Value of farmland in Washington continues to rise

The Columbian
Published: June 24, 2014, 5:00pm

YAKIMA — The value of farmland continues to rise in Washington, largely because farm products are producing big sales numbers.

In Yakima County, the average sale price for irrigated, high-quality and vacant farmland rose 37 percent to an estimated $5,302 per acre between 2011 and 2014.

The Yakima Herald-Republic reported that existing farms push the price even higher. Statewide, the average price of farmland already cropped went up about 6 percent from $8,500 to $9,000 an acre between 2012 and 2013.

That’s according to Farmers National Co., a real estate and farm management firm based in Omaha, Neb.

Flo Sayre, a Farmers National land consultant in Pasco, credits everything from rising incomes in China to an aging baby boomer population reluctant to sell rural acreage. She also called this a business-savvy generation of farmers and investors with college degrees and long-term plans.

Each month, Sayre gets calls from 20 or so investor groups looking to purchase farmland in eastern Washington. She usually strikes out.

“No matter how much you beat the bush, nobody is going to sell,” she said.

Sayre, part of a family now in its fifth generation of farming in several eastern Washington locations, suspects growers at retirement age hold on to land to avoid paying capital-gains taxes and because lease rates are also high.

Nationwide, some real estate analysts earlier this year predicted price declines that didn’t happen, Sayre said.

“People say that the bubble is going to burst,” Sayre said. “I don’t think it’s going to burst. I think it’s just there to stay.”

Like many farmers, Todd Newhouse tries to expand when he can, purchasing adjacent properties when the opportunity arises.

The high prices are “not necessarily a good thing unless you’re selling,” said Newhouse, owner of Upland Vineyards in Sunnyside.

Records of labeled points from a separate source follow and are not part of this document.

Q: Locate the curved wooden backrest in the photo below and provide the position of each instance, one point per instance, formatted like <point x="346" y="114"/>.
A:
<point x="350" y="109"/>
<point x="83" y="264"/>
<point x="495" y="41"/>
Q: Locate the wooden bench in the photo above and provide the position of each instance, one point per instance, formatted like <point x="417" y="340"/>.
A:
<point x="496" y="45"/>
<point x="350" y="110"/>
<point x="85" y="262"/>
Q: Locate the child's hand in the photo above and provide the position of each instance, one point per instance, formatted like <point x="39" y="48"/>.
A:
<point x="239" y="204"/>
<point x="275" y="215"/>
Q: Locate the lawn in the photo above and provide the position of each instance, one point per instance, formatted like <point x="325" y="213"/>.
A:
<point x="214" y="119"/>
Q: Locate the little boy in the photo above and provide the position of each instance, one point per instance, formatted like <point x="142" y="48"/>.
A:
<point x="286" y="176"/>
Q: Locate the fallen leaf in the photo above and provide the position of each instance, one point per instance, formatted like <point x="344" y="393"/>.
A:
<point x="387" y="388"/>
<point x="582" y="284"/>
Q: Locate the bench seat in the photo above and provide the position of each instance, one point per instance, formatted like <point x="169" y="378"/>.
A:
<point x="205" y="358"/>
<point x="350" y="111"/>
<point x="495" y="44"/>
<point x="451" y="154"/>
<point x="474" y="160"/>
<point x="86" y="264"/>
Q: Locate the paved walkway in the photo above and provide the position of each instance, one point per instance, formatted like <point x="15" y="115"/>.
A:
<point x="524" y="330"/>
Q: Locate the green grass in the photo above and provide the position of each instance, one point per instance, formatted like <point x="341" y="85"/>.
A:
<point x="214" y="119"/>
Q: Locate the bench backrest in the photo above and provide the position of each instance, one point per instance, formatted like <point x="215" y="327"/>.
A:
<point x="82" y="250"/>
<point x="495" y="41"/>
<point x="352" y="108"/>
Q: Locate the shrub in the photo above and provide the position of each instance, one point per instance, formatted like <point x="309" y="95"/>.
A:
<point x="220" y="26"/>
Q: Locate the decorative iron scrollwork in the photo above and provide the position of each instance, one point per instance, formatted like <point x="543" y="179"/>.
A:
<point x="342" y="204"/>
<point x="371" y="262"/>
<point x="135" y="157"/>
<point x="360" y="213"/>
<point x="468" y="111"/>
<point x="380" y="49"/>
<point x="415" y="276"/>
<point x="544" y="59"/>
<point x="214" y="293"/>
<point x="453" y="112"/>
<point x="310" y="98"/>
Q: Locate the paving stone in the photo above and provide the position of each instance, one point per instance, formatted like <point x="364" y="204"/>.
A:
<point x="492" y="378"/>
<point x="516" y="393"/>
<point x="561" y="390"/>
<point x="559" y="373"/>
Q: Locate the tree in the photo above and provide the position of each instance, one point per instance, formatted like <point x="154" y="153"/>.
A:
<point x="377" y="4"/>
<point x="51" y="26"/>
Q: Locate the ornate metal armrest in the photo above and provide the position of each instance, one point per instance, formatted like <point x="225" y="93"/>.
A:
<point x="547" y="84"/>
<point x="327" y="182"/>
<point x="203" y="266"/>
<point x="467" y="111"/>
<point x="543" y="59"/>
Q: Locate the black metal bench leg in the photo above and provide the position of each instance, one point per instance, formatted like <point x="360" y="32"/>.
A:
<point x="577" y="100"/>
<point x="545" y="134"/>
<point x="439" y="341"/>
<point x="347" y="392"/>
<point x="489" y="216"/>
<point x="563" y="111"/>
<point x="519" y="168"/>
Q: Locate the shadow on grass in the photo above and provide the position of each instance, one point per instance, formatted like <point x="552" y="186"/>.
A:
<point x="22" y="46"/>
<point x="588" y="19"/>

Horse Heaven Hills grower Dan Andrews said the high prices reflect a “land grab.”

Farm products such as wine grapes and hops are in such high demand that large companies hardly waste time negotiating or shopping around for lower prices, said Andrews, partner-manager for Andrews and Rowe farm in Alderdale.

Those companies often ask farmers to find land for new acres and then guarantee the growers contracts at high prices per volume.

The $10,000-per-acre price that once sounded ludicrous isn’t so far out of reach considering it costs about $7,000 per acre to start wine grapes, Andrews said.